Australian Fashion Week and upscale department store chain David Jones won’t have issues with the model age recommendation: in 2008, following several underage model controversies, they banned under-16 and under-18 models, respectively, from their runways. Sydney-based retailer Belinda Seper, who was a model before launching her 10-unit designer fashion chain, applauded the initiative. “It’s voluntary and I think it’s fantastic; there’s awareness that there’s an issue and that there’s a link, a step has been taken – yes, there are thin girls but they are thinner than ever before,” said Seper.

 

When it comes to the recommendation of stocking a wider variety of sizes in her boutiques, however, like several other retailers, Seper harbors doubts that larger sizes would in fact sell.
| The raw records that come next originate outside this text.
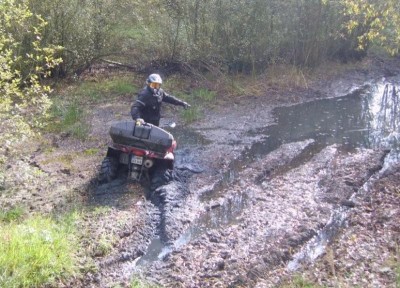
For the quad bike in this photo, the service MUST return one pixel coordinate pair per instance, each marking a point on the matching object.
(141, 150)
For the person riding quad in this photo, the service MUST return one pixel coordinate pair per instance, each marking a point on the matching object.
(147, 107)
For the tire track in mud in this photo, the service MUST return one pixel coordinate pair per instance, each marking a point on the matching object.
(285, 210)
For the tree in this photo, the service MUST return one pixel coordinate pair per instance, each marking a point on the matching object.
(380, 21)
(24, 62)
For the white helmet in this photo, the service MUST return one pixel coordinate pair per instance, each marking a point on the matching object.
(154, 78)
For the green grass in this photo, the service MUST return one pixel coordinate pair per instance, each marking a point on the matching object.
(137, 283)
(36, 251)
(68, 118)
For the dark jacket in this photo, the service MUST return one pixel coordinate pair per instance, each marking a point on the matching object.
(148, 105)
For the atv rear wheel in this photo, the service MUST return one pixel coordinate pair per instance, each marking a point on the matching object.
(161, 175)
(108, 170)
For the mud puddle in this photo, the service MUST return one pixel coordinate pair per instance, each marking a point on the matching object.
(366, 118)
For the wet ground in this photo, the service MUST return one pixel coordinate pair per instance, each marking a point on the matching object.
(259, 192)
(262, 189)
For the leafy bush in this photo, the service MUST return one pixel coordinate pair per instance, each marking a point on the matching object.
(24, 62)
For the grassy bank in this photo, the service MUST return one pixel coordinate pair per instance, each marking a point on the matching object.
(36, 251)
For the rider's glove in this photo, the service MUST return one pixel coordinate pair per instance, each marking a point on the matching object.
(139, 121)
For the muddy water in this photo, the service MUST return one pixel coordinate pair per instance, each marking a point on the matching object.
(367, 118)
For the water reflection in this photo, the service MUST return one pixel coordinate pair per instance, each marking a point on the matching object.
(382, 114)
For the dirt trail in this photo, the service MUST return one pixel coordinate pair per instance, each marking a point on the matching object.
(227, 219)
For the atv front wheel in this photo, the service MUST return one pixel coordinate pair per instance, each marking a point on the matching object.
(108, 170)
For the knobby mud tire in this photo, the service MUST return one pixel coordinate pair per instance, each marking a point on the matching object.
(108, 170)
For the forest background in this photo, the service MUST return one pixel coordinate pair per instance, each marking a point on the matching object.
(45, 43)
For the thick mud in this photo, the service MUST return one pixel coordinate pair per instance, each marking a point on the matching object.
(261, 190)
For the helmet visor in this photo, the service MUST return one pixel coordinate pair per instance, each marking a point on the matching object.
(155, 85)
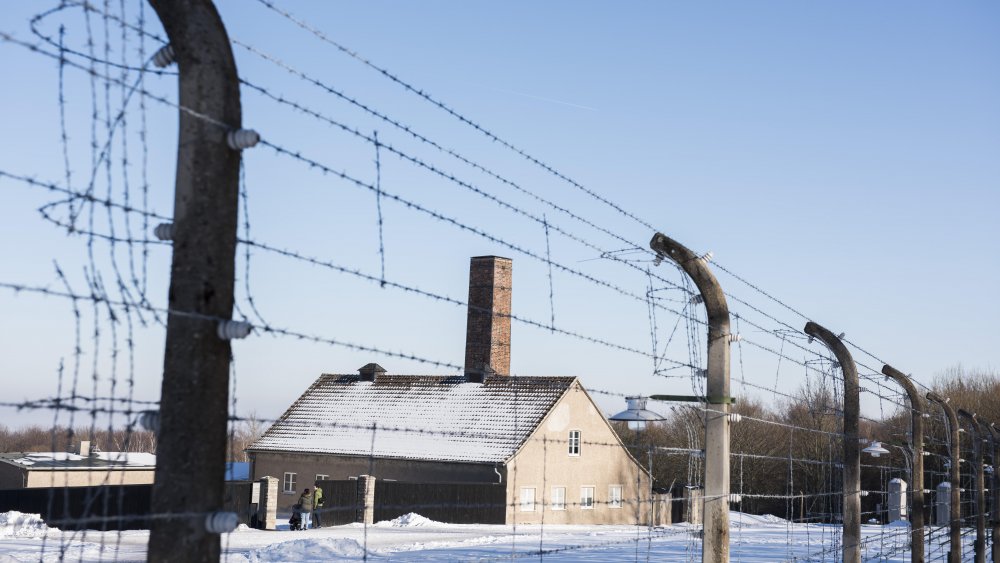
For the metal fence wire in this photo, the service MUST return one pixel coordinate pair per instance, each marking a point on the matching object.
(760, 438)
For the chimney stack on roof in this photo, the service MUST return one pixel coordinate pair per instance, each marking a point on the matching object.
(487, 334)
(369, 372)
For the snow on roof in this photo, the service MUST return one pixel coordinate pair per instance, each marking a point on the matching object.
(237, 470)
(64, 460)
(440, 418)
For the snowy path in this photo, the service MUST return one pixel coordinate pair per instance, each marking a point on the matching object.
(754, 540)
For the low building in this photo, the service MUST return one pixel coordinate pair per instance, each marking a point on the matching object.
(543, 438)
(27, 470)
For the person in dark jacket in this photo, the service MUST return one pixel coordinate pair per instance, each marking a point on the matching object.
(317, 507)
(305, 501)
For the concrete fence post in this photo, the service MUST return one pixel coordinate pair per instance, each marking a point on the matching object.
(897, 500)
(852, 448)
(917, 448)
(267, 506)
(978, 485)
(693, 499)
(942, 503)
(715, 547)
(954, 502)
(366, 500)
(994, 438)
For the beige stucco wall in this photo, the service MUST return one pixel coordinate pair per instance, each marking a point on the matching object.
(544, 463)
(307, 466)
(84, 478)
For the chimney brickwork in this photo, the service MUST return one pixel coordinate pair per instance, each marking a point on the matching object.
(487, 335)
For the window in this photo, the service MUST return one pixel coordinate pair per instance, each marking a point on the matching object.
(527, 499)
(558, 498)
(288, 485)
(574, 442)
(614, 496)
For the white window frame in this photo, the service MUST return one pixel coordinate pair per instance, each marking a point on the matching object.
(288, 482)
(593, 493)
(559, 500)
(524, 506)
(575, 441)
(615, 500)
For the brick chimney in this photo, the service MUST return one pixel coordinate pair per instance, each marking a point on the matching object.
(371, 372)
(487, 333)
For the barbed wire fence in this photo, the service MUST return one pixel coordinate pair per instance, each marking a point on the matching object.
(387, 178)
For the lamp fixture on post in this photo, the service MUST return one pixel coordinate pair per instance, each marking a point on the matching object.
(636, 414)
(875, 449)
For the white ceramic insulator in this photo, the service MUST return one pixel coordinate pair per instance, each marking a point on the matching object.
(164, 231)
(232, 330)
(164, 57)
(221, 522)
(150, 420)
(242, 139)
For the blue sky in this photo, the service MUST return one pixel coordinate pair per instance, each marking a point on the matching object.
(840, 156)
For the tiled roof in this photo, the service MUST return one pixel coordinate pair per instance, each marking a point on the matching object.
(415, 417)
(62, 460)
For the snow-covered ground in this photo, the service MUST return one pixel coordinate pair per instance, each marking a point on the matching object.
(754, 539)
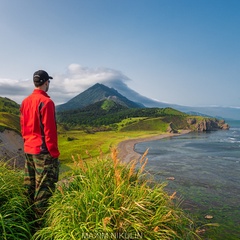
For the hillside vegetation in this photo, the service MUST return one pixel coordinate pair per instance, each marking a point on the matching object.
(9, 115)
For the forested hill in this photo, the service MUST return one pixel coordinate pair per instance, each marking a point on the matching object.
(112, 116)
(94, 94)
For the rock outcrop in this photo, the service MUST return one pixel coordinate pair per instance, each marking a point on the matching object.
(207, 124)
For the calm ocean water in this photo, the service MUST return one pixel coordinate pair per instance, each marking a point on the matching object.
(206, 171)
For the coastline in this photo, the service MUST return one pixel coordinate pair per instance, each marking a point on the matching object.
(126, 151)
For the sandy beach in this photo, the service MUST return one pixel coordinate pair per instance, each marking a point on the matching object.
(126, 151)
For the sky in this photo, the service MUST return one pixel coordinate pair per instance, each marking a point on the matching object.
(184, 52)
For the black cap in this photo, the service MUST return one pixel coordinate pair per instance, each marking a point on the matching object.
(41, 77)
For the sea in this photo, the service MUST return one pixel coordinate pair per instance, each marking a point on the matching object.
(204, 170)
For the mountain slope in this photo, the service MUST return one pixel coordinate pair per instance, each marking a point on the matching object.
(96, 93)
(217, 111)
(9, 114)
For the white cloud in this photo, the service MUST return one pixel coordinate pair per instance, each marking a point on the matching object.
(65, 86)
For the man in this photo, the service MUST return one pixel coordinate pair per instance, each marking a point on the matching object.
(39, 132)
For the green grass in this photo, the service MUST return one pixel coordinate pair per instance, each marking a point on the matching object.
(9, 121)
(14, 210)
(110, 199)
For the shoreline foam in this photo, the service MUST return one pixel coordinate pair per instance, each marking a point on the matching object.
(126, 151)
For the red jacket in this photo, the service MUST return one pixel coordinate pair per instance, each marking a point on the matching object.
(38, 124)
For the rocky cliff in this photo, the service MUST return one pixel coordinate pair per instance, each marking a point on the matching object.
(207, 124)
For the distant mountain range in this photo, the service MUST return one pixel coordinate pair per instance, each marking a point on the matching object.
(94, 94)
(131, 99)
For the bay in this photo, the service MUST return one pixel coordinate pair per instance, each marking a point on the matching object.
(206, 172)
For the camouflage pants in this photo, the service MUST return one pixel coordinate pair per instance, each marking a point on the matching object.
(40, 178)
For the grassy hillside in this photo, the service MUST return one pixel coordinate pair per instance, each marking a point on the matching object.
(9, 106)
(101, 200)
(9, 121)
(9, 114)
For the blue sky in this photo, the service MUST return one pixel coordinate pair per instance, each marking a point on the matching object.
(185, 52)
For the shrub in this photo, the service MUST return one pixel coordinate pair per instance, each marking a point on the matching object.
(109, 200)
(14, 211)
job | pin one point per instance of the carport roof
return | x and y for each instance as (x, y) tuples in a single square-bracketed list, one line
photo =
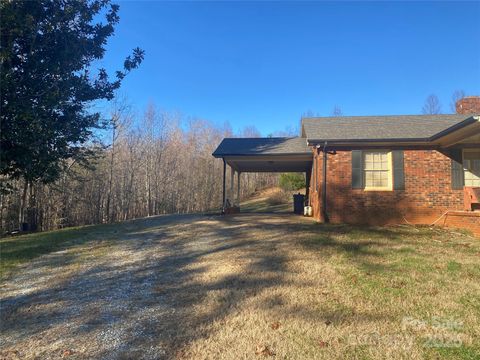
[(262, 146), (286, 154)]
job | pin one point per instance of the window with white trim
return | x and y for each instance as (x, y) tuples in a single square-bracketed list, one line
[(377, 170), (471, 166)]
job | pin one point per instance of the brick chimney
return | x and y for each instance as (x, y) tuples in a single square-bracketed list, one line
[(468, 105)]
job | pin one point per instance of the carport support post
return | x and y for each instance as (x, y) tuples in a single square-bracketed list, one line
[(224, 184), (324, 185), (232, 180), (238, 188)]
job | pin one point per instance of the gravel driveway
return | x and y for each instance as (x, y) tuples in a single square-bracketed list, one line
[(248, 286), (143, 292)]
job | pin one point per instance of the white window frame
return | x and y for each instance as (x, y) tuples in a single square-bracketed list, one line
[(389, 186), (465, 170)]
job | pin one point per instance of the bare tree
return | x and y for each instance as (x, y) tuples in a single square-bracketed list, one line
[(337, 111), (457, 95), (432, 105)]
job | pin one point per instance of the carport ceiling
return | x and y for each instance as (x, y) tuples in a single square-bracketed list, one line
[(273, 163), (266, 154)]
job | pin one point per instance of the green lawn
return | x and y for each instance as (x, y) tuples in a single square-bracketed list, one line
[(16, 250)]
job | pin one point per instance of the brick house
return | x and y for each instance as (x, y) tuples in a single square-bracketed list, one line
[(419, 169)]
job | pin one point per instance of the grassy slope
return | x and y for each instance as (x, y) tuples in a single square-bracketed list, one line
[(18, 250)]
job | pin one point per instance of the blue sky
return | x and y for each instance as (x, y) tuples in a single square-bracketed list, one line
[(266, 63)]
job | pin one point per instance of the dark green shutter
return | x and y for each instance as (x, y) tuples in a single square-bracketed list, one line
[(458, 180), (357, 173), (398, 170)]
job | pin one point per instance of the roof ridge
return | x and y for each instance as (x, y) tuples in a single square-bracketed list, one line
[(398, 115)]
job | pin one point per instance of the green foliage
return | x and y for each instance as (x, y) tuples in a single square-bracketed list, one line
[(48, 48), (292, 181)]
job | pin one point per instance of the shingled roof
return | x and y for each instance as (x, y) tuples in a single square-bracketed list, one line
[(262, 146), (378, 128)]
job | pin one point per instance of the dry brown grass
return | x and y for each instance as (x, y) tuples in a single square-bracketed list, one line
[(252, 286)]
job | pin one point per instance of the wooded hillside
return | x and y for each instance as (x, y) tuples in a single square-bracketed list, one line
[(153, 163)]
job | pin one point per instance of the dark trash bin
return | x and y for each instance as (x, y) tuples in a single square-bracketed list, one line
[(298, 203)]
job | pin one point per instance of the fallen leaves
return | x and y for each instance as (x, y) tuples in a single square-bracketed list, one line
[(322, 343), (264, 350), (67, 352), (275, 325)]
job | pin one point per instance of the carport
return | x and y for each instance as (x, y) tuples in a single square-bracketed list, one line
[(278, 155)]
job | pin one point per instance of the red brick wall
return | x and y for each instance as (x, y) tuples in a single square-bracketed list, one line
[(426, 197)]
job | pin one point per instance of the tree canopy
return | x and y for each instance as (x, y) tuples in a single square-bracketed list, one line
[(48, 51)]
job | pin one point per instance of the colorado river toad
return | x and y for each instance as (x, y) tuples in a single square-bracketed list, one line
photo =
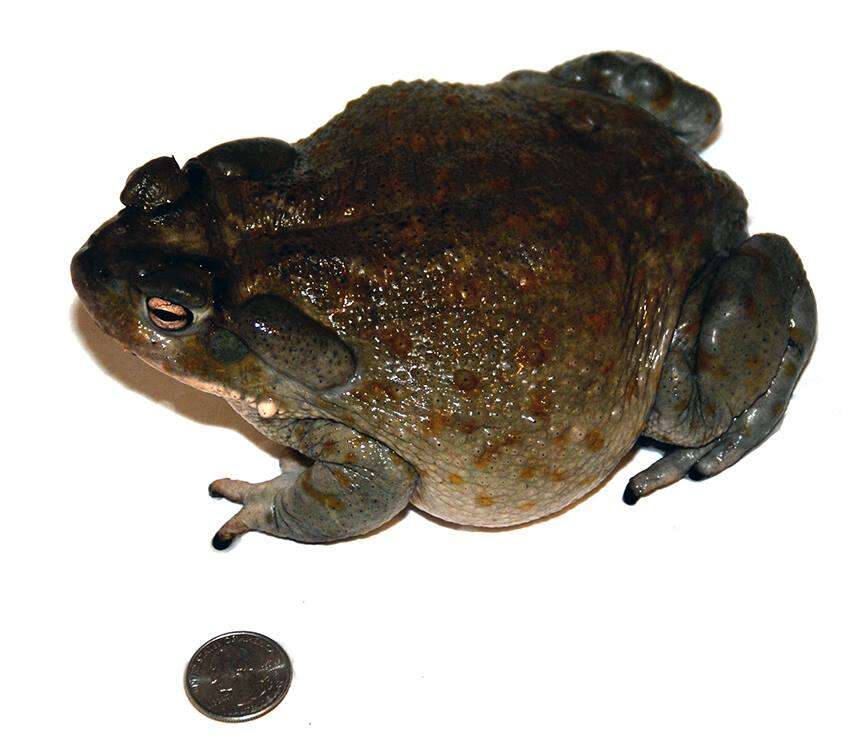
[(473, 299)]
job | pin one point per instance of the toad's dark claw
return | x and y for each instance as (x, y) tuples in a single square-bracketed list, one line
[(631, 495)]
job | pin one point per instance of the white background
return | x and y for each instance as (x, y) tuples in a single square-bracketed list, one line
[(729, 608)]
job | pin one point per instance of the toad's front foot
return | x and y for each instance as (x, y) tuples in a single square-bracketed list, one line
[(354, 485)]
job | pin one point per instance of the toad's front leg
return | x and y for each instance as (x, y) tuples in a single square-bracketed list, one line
[(354, 485)]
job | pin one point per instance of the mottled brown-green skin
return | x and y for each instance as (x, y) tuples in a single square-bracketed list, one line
[(475, 297), (507, 262)]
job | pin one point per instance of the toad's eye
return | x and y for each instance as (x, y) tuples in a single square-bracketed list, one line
[(168, 315)]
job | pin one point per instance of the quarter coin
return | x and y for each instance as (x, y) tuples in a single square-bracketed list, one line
[(238, 676)]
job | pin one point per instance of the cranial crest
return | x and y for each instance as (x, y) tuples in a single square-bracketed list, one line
[(157, 183)]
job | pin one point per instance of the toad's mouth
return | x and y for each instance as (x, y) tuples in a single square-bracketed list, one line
[(268, 397)]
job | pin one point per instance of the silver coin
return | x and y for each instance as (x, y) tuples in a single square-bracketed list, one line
[(238, 676)]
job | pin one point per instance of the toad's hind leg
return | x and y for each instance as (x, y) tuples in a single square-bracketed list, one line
[(745, 334), (691, 112), (353, 485)]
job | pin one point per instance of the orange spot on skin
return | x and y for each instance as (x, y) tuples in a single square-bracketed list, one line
[(598, 321), (376, 389), (339, 475), (466, 426), (559, 439), (399, 343), (466, 381), (530, 354), (437, 422), (540, 402), (594, 440), (557, 475)]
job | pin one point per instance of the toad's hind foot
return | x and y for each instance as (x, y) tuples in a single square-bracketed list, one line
[(691, 112), (743, 340)]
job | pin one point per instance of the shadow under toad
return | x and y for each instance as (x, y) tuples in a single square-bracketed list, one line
[(141, 378)]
Just 10 percent of her merchandise is a size 16 (size 14 in the U.S.) Seper’s biggest seller in the Belinda stores is a size 10, or size 8 U.S. In her youth-skewed Corner Shop boutiques, it’s a size 6, or size 4 U.S.
 “Am I supposed to carry things up to a size 20 or 24 [18 or 22 in the U.S.]?” she asked. “I will skew my buying towards the sizes that sell. I’m not a department store. Fashion is for, generally speaking, women who are in good physical shape, who choose to take care of themselves.”